Susan Granger’s review of “Absolutely Fabulous: The Movie” (Fox Searchlight Pictures)
On BBC-TV, off-and-on from 1992 to 2004, the cult sitcom “Absolutely Fabulous” was just that. As a full-length feature film, it’s only fair.
First of all, you’ve got to know who’s who and what’s what in order to understand anything. Otherwise, it’s like coming into the middle of a stranger’s glitzy party, knowing no one.
The plot revolves around the misadventures of two bawdy, Bollinger-boozing, middle-aged fashionistas. Enlisting the help of her BFF Patsy Stone (Joanna Lumley), British publicist Edina “Eddy” Monsoon (Jennifer Saunders) is determined to sign a new client: supermodel Kate Moss.
Edina lives in a palatial West London house which she shares with her elderly mother (90 year old June Whitfield), her prim, now-divorced daughter Saffron (Julia Sawalha) and 13 year-old grand-daughter Lola (model Indeyarna Donaldson-Holness).
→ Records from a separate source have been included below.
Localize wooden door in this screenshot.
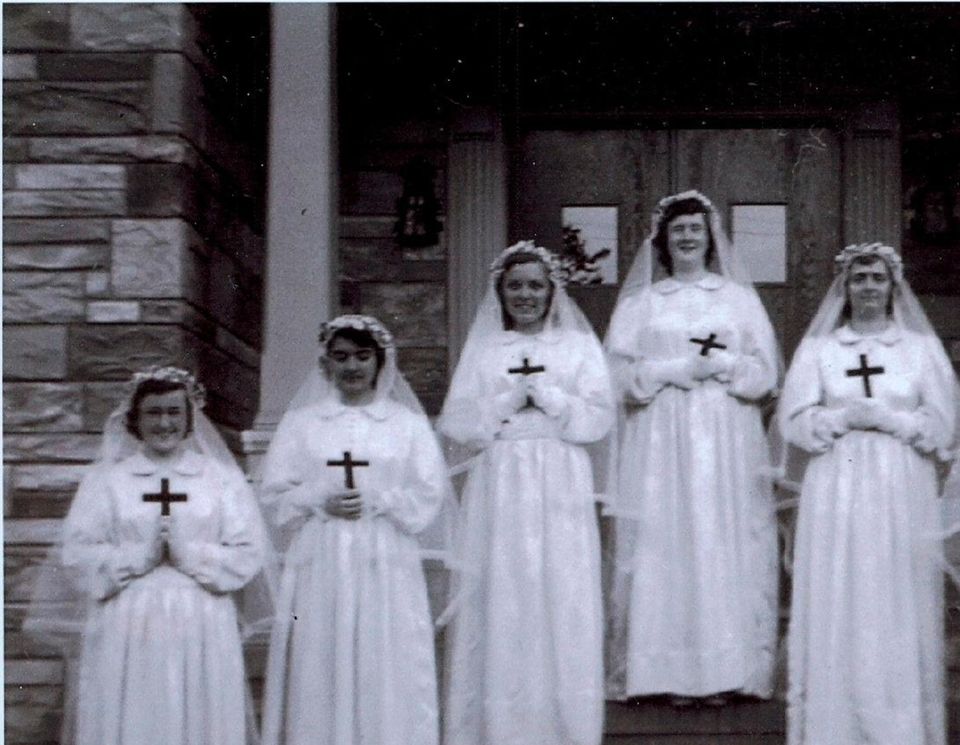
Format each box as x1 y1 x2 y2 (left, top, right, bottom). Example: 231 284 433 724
510 128 841 359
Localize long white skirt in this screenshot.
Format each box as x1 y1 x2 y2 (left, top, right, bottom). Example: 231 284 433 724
788 432 946 745
263 517 439 745
76 566 248 745
607 384 778 698
444 439 603 745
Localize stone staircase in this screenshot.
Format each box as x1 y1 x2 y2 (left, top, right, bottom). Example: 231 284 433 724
603 698 786 745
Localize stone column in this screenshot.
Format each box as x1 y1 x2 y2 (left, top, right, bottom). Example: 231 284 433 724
843 103 902 247
446 110 507 375
244 3 337 464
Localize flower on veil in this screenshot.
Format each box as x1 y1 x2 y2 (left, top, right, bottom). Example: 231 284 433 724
490 241 569 287
128 365 207 409
833 243 903 283
320 313 394 350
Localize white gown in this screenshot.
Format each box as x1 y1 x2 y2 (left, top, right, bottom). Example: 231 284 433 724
263 399 448 745
443 330 613 745
606 274 778 698
63 451 264 745
781 326 953 745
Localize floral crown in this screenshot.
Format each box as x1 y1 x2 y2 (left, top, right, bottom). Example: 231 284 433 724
127 365 207 409
490 241 568 287
653 189 716 227
320 313 394 354
833 243 903 283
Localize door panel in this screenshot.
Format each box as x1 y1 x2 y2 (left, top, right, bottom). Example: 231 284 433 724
510 129 841 359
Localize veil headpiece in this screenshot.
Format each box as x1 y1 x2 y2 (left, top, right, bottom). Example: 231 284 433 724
24 366 276 655
617 189 752 304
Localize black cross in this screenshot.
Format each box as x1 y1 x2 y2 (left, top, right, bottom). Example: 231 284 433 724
847 354 884 398
143 479 187 517
690 334 727 357
507 357 547 375
327 450 370 489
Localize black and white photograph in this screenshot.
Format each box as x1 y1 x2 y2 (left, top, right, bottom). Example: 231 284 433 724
2 0 960 745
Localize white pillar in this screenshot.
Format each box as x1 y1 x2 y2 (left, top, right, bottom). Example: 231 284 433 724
843 103 902 248
445 109 507 375
244 3 338 470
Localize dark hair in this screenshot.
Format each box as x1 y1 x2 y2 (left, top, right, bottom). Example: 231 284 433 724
326 326 387 384
124 378 193 440
496 251 553 330
840 255 894 321
651 197 717 274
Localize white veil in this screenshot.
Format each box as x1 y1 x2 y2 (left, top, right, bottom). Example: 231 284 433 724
602 189 784 517
777 243 960 576
23 366 277 742
261 314 456 567
437 241 599 475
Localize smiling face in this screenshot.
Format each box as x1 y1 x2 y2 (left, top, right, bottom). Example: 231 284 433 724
847 258 893 318
137 388 190 458
500 261 552 332
323 336 379 401
667 212 710 273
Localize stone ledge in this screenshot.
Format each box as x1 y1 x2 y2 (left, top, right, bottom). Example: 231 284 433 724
3 517 63 546
3 660 63 686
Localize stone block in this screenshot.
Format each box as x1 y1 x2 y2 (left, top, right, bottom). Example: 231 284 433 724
3 682 63 745
3 137 30 163
3 326 67 380
84 272 110 297
83 382 127 431
35 53 151 81
151 54 205 141
14 163 127 189
3 190 126 217
111 219 196 298
360 282 447 347
70 3 187 51
127 163 197 218
28 135 197 165
3 3 70 50
340 171 403 216
3 244 110 270
3 383 83 434
3 218 110 246
69 325 185 380
340 238 403 282
3 272 84 323
3 432 100 463
3 82 150 135
3 54 37 80
340 215 397 240
87 300 140 323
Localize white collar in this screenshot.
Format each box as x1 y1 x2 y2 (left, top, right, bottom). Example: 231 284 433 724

With Edina’s personal assistant Bubble (Jane Horrocks) overpaying herself, times are tough. Her roster has dwindled to only two clients: singer Lulu and “Spice Girl” Emma Bunton. And no one wants to publish her memoir. So snagging Kate Moss is of utmost importance.
Predictably, everything goes wrong at the splashy launch party for designer Huki Muki (Janette Tough, a.k.a. Janet Krankie), forcing them to flee to the glittering, glamorous French Riviera, perhaps forever.
Saddled with little originality, screenwriter Jennifer Saunders and director Mandie Fletcher rely on campy vulgarity and lots of starry, self-reverential cameos, including Jerry Hall, Joan Collins, Rebel Wilson, Dame Edna (Barry Humphries), Stella McCartney, Jean-Paul Gaultier, Chris Colfer and John Hamm, who confesses he lost his virginity at age 15 to Patsy.
If you manage to stay through the final credits, you’re told you can now go back to watching kitten videos.
On the Granger Movie Gauge of 1 to 10, “Absolutely Fabulous: The Movie” is farcical 5. It’s frothy but far from fabulous.